On Tuesday, Carson told her committee that “just because you become a police officer, doesn’t mean you give up your constitutional rights.”

Opening up police records will have a “chilling effect on recruitment and retention,” she added.

Lawyers for the nonprofit organizations that represent police in Concord also weighed in. “We want to be transparent, but we also want to protect our members at the same time,” said Marc Beaudoin, who along with being an attorney is a state police detective.

With the New Hampshire Troopers Association firmly behind the bill, keeping it from becoming law will be a challenge. The nonprofit organization has deep pockets. Largely through private fundraising and membership dues, it collected $1.4 million in total revenue in 2018, according to its most recent IRS filing.

The American Civil Liberties Union of New Hampshire is helping lead the fight against the bill. If enacted, the bill would “further the impression that police departments protect bad officers and hide misconduct from the public — an impression that undermines trust and confidence in law enforcement,” Gilles Bissonnette, the ACLU’s legal director, wrote in a statement to the Judiciary Committee.

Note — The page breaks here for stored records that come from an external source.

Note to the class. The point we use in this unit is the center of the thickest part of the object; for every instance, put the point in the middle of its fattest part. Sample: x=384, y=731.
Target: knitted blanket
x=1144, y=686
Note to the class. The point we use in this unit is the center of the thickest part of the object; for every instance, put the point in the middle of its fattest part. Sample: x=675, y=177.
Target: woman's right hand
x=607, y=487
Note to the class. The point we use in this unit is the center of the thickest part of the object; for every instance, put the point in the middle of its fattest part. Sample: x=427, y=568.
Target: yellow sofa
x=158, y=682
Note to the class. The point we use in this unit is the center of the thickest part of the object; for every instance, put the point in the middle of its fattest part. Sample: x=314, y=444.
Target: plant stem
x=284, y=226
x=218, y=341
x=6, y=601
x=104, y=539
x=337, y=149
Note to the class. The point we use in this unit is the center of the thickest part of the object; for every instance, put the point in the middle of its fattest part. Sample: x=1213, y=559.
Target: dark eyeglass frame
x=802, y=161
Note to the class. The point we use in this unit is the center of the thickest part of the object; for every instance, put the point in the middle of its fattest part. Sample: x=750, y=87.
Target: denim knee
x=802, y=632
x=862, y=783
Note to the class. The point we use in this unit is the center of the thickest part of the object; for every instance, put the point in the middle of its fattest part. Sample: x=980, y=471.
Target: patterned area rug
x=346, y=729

“In this historic moment of conversation about police accountability nationally and here in New Hampshire, we should be making police records more transparent, not less transparent,” Bissonnette argued.

In June, Gov. Chris Sununu established the New Hampshire Commission on Law Enforcement Accountability, Community, and Transparency following the killing of George Floyd, an unarmed Black man, by Minneapolis police on May 25.

In August, the commission, which included Hanover Police Chief Charlie Dennis, issued 48 recommendations, including creating a “Public Integrity Unit” in the Attorney General’s Office. It would investigate and prosecute alleged criminal conduct by government officials, including police officers. (Where the money to staff the unit has yet to be determined.)

Carson’s bill “flies in the face of the Commission’s work and its recommendations to enhance transparency by shielding, without exception, important police records — including records evidencing sustained misconduct — from public view,” Bissonnette argued.

To show how things work in Concord, the New Hampshire Association of Chiefs of Police, with Dennis as its president, supported the commission’s recommendations in August. But on Tuesday, the organization pirouetted.

Gilford Police Chief Anthony Bean Burpee, who succeeded Dennis as president, testified in support of the bill, claiming that it’s needed to “safeguard the personal information of officers.”

The bill also takes aim at a decision that came out of Grafton County Superior Court in December. Judge Peter Bornstein ordered Canaan officials to turn over a 2018 investigative report into alleged misconduct by one of the town’s officers.

In 2017, Samuel Provenza was involved in a roadside encounter with Canaan resident Crystal Eastman, who was taken from the scene that afternoon by ambulance to Dartmouth-Hitchcock Medical Center, where she’s undergone two surgeries for a torn ACL.

The dashboard video camera in Provenza’s cruiser should have captured the encounter, but Canaan officials have said that it hadn’t been manually activated that day.

At an expense of $6,000 to Canaan taxpayers, the Selectboard hired an outside consulting company to conduct an internal investigation. In July, Provenza sued Canaan to block it from releasing the report. He’s appealed the Superior Court’s decision to the state Supreme Court.

After I was unsuccessful in getting the report made public, the ACLU of New Hampshire agreed to represent the Valley News at no cost.

Where’s Provenza now?

In 2019, he left Canaan to become a New Hampshire state trooper.